Da Ausreisen und Einreisen zusammenhängen, fühlt sich hier auch
Bundesinnenminister Horst Seehofer (CSU) angesprochen. Denn das
innereuropäische Reisen wird nicht als Einbahnstraße funktionieren.
Das bedeutet: Wenn Deutschen wieder nach Italien fahren oder fliegen,
werden auch Italiener wieder nach Deutschland kommen können.

Und was ist dann mit den ebenfalls bis Mitte Juni geltenden EU-weiten
Einreisebeschränkungen für Menschen aus Drittstaaten? Sollten diese
generell verlängert werden, könnte es sein, dass Reiseverkehr
zwischen EU-Staaten zwar wieder möglich ist, Einreisen aus
Nicht-EU-Staaten, die möglicherweise deutlich weniger von der
Pandemie betroffen sind, aber verboten blieben.

Seehofer will in jedem Fall eine Regelung die für die Bürger logisch
und leicht zu verstehen ist.
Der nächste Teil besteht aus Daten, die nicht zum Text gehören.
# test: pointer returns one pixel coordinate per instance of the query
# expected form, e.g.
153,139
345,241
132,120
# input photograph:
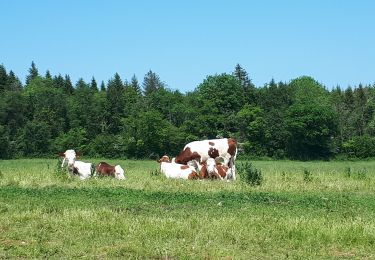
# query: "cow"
200,151
104,169
84,170
175,170
212,168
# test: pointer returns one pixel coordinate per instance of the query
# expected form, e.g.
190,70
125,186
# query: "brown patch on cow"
203,173
213,152
222,170
105,169
232,146
75,171
165,158
186,155
193,175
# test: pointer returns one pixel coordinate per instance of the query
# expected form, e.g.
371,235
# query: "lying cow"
201,151
213,169
104,169
84,170
176,170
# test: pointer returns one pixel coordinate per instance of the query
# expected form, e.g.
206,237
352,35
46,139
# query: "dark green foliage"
250,174
151,83
33,73
307,177
295,120
360,147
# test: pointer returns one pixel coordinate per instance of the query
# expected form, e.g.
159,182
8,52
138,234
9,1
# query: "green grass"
302,210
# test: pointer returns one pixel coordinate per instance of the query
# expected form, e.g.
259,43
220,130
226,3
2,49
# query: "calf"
104,169
176,170
84,170
200,151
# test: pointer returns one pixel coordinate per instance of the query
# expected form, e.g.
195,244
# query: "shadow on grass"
118,199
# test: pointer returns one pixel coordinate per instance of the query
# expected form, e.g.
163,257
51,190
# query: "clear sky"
184,41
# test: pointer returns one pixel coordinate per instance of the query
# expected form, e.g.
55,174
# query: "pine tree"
68,86
115,103
48,75
135,85
247,85
94,85
33,73
102,86
58,81
3,78
14,84
151,83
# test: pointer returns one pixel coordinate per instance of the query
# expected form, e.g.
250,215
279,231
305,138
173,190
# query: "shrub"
250,174
307,177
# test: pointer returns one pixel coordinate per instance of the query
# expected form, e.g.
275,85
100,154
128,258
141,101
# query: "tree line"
128,119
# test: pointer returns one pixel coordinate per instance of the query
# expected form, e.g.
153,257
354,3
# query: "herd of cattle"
207,159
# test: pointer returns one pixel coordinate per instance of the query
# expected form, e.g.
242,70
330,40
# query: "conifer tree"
94,85
48,75
102,86
3,78
33,73
151,83
135,85
14,84
68,86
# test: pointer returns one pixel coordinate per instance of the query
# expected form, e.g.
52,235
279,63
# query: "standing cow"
200,151
84,170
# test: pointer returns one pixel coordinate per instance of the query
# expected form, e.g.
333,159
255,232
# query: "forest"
300,119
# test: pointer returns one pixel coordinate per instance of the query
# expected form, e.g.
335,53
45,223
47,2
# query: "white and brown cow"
84,170
176,170
200,151
213,169
105,169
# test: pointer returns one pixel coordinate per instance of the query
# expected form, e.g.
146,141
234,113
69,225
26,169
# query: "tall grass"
44,213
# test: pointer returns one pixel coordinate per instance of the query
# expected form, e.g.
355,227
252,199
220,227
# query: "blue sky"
184,41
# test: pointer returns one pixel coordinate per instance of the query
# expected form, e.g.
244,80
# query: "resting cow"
213,169
84,170
104,169
175,170
200,151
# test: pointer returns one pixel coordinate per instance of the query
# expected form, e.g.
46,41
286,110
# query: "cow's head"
69,156
119,173
210,166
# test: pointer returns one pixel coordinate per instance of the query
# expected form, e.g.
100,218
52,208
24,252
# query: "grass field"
312,210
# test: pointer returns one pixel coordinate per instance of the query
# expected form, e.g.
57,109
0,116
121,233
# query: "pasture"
320,210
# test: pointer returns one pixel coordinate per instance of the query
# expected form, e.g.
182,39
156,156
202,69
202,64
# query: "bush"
250,174
360,147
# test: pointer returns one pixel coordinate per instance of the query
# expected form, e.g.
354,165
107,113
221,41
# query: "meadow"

Auch deshalb könnte es sein, dass sich
die Beratungen dazu noch etwas hinziehen. Ein weiteres Indiz dafür:
eine Sitzung des sogenannten Corona-Kabinetts, bei der es nach
Angaben von Regierungssprecher Steffen Seibert auch um
innereuropäische Reisen hätte gehen sollen, war an diesem Montag
abgesagt worden. Zur Begründung hieß es, die anstehenden Beschlüsse
seien noch nicht «entscheidungsreif».